# Strange convergence behaviour

Hi,
Has anyone come across a situation where the same model and data converges (at least all R_Hat == 1) and then you run exactly the same model and data again and it doesn’t converge, and then again it doesn’t converge, and maybe about 1/5 times it converges? When it converges everything looks ok, and it has very sensible answers. When it doesn’t converge the posteriors are almost the same as the priors. When the ‘variational’ method is used, this always gives close to the same results as when the sampling method converges.
Thanks,
Mel

Yes but not sure from your description. You might have priors that are quite different from the posterior and a lot of data so the posterior is sharp and never gets found. When the model does converge what are parameter values like? If they’re dramatically different from zero it’s worth rescaling the model.
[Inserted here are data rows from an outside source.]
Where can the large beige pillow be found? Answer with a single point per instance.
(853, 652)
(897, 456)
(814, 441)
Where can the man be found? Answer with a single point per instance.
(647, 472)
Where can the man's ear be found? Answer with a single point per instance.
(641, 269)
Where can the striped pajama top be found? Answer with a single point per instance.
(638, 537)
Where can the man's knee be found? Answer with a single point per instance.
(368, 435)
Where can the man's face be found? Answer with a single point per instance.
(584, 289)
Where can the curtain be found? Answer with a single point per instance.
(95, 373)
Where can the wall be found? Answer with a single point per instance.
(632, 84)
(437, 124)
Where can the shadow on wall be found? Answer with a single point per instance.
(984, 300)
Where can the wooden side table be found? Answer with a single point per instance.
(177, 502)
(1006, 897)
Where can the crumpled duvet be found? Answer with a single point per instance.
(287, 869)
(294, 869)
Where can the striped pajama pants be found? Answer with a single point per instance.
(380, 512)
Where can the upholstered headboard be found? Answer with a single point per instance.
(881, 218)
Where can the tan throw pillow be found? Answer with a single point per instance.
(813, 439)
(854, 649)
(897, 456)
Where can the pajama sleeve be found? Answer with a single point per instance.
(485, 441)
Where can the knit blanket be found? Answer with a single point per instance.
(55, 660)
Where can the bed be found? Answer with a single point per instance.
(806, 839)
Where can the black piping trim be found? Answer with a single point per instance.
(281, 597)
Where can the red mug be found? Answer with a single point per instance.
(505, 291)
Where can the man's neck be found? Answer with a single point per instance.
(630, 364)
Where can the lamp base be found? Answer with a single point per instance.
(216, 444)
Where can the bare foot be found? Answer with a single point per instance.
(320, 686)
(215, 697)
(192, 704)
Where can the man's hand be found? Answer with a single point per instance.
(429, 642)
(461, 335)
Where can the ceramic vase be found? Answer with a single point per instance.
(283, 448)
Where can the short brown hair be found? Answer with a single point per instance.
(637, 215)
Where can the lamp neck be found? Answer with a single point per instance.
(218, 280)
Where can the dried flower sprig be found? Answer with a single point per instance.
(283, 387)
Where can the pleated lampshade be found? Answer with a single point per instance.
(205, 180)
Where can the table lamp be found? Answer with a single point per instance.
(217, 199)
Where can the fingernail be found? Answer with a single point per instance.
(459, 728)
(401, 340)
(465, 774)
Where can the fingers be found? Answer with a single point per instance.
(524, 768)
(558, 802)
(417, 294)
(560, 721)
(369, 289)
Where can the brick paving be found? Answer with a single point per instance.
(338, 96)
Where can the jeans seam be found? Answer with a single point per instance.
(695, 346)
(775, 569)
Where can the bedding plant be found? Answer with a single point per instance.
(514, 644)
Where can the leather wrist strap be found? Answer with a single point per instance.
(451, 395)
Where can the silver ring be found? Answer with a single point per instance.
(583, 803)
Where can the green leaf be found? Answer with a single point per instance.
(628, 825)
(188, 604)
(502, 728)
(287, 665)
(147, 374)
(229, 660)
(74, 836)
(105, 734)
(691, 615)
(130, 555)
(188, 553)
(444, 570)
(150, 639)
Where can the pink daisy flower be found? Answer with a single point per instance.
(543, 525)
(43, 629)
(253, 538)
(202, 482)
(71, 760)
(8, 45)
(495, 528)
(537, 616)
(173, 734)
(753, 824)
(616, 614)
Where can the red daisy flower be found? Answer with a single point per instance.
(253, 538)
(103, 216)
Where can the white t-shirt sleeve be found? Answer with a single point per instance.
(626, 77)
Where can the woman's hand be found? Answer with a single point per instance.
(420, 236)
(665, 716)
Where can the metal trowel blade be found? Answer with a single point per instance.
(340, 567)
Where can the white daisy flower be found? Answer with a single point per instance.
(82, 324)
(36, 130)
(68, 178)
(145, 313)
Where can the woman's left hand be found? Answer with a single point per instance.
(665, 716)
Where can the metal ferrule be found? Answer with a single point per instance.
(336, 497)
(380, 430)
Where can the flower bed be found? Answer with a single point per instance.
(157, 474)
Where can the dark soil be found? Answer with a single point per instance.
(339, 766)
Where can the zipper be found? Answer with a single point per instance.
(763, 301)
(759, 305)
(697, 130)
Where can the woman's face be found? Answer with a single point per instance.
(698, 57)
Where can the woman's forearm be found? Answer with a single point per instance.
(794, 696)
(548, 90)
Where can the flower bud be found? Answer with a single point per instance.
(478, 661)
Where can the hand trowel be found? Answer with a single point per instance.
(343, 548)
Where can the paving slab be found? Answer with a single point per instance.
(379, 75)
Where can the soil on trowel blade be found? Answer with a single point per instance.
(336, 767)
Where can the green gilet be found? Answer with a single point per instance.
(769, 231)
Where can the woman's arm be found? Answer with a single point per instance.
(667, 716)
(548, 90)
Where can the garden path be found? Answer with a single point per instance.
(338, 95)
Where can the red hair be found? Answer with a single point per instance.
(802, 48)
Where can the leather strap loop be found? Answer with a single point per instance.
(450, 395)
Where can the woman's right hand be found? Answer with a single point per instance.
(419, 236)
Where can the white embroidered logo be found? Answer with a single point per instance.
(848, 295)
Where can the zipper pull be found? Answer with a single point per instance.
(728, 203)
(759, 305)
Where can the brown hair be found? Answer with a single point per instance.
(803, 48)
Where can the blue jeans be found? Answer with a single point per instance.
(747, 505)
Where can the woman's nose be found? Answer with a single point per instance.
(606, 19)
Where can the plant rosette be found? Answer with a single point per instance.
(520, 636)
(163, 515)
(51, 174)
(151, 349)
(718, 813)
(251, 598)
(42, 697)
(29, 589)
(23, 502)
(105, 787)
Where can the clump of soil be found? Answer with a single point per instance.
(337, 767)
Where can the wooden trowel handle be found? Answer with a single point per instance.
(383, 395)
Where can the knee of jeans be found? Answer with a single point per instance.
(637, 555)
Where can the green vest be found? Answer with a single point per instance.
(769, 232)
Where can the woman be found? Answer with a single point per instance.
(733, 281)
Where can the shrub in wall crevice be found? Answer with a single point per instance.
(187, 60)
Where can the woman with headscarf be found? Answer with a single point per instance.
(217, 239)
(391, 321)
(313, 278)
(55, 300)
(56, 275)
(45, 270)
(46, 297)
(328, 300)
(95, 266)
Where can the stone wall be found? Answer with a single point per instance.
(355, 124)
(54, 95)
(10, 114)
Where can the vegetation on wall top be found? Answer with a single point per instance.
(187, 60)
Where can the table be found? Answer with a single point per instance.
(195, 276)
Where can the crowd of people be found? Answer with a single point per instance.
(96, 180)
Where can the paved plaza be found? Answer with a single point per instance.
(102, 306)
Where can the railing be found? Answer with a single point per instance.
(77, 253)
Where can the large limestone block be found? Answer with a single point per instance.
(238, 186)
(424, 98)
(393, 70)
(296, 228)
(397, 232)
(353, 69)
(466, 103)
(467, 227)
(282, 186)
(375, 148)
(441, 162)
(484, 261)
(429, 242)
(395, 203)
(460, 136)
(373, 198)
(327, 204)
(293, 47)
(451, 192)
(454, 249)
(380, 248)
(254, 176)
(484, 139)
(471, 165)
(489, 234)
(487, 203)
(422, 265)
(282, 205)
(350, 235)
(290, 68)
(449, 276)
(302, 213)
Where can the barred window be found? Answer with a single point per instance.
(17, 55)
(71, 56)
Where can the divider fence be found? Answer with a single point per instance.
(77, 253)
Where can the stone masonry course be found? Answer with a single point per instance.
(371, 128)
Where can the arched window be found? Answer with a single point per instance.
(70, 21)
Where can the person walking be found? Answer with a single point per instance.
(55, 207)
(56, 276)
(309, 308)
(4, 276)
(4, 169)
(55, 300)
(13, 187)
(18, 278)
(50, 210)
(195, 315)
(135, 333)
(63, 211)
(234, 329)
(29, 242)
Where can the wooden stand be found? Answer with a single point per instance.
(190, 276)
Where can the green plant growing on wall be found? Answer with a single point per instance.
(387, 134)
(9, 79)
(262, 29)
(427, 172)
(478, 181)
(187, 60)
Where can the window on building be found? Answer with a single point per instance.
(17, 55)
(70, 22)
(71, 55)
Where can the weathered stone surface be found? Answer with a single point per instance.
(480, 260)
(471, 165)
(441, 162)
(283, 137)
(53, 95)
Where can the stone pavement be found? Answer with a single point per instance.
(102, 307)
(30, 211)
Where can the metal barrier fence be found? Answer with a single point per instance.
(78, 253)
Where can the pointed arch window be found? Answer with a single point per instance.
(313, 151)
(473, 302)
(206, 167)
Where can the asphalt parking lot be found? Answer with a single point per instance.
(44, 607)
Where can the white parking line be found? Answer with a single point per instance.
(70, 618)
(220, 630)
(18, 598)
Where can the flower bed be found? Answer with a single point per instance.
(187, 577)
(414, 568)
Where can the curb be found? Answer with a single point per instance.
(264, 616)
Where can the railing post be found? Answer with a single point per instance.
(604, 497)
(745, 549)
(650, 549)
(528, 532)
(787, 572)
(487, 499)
Hi, thanks very much for looking at this. When it converges everything looks fine, and gives results that I would expect. The parameters are ok, the variances are within tight ranges, etc. I’m trying to make a latent variable, and when it converges the estimates I get for the latent variable are completely sensible. Here is the code, sorry it is a bit long:

data {
int<lower=0> n; /number of observations/
int<lower=2> k; /Likert 1,2,…,k */
vector[n] w; /binary factor/
int<lower=1,upper=k> mir[n]; /ordered response variables/
int<lower=1,upper=k> age[n];
int<lower=1,upper=k> myb[n];
int<lower=1,upper=k> mya[n];
vector[n] gui; /response/
vector[n] sha; /response/
int<lower=0, upper=1> apo[n]; /binary response/
}

parameters {
vector[2] b_mir;
ordered[k-1] c_mir;
vector[2] b_age;
ordered[k-1] c_age;
vector[2] b_myb;
ordered[k-1] c_myb;
vector[2] b_mya;
ordered[k-1] c_mya;
vector[n] Ship;
vector[3] b_sha;
vector[3] b_gui;
vector[4] b_apol;
real<lower=0> sigmasha;
real<lower=0> sigmagui;
}

model {
for (i in 1:2) {
b_mir[i] ~ normal(0,5);
b_age[i] ~ normal(0,5);
b_myb[i] ~ normal(0,5);
b_mya[i] ~ normal(0,5);
b_sha[i] ~ normal(0,5);
b_gui[i] ~ normal(0,5);
b_apol[i] ~ normal(0,5);
}
b_sha[3] ~ normal(0,5);
b_gui[3] ~ normal(0,5);
b_apol[3] ~ normal(0,5);
b_apol[4] ~ normal(0,5);
sigmasha ~ cauchy(0,2.5);
sigmagui~ cauchy(0,2.5);

``````    for (i in 1:n) {
Ship[i] ~ normal(0,5);  /*Latent variable*/
}

for (i in 1:n) {
mir[i] ~ ordered_logistic(b_mir[1] + b_mir[2]*Ship[i], c_mir);
age[i] ~ ordered_logistic(b_age[1] + b_age[2]*Ship[i], c_age);
myb[i] ~ ordered_logistic(b_myb[1] + b_myb[2]*Ship[i], c_myb);
mya[i] ~ ordered_logistic(b_mya[1] + b_mya[2]*Ship[i], c_mya);

sha[i] ~ normal(b_sha[1] + b_sha[2]*Ship[i] + b_sha[3]*w[i], sigmasha);
gui[i] ~ normal(b_gui[1] + b_gui[2]*Ship[i] + b_gui[3]*w[i], sigmagui);

apo[i] ~ bernoulli_logit(b_apol[1] + b_apol[2]*Ship[i] + b_apol[3]*gui[i] + b_apol[4]*sha[i]);
}
``````

}

One funny thing about this model is that the model for `mir` is completely separate from the model for `apo/gui/sha`, completely separate from the model for `age`, etc… so you might want to break them out and run them separately to find the problem. If you’d be willing to split the models up and check which one(s) have the problem I’d be happy to look further.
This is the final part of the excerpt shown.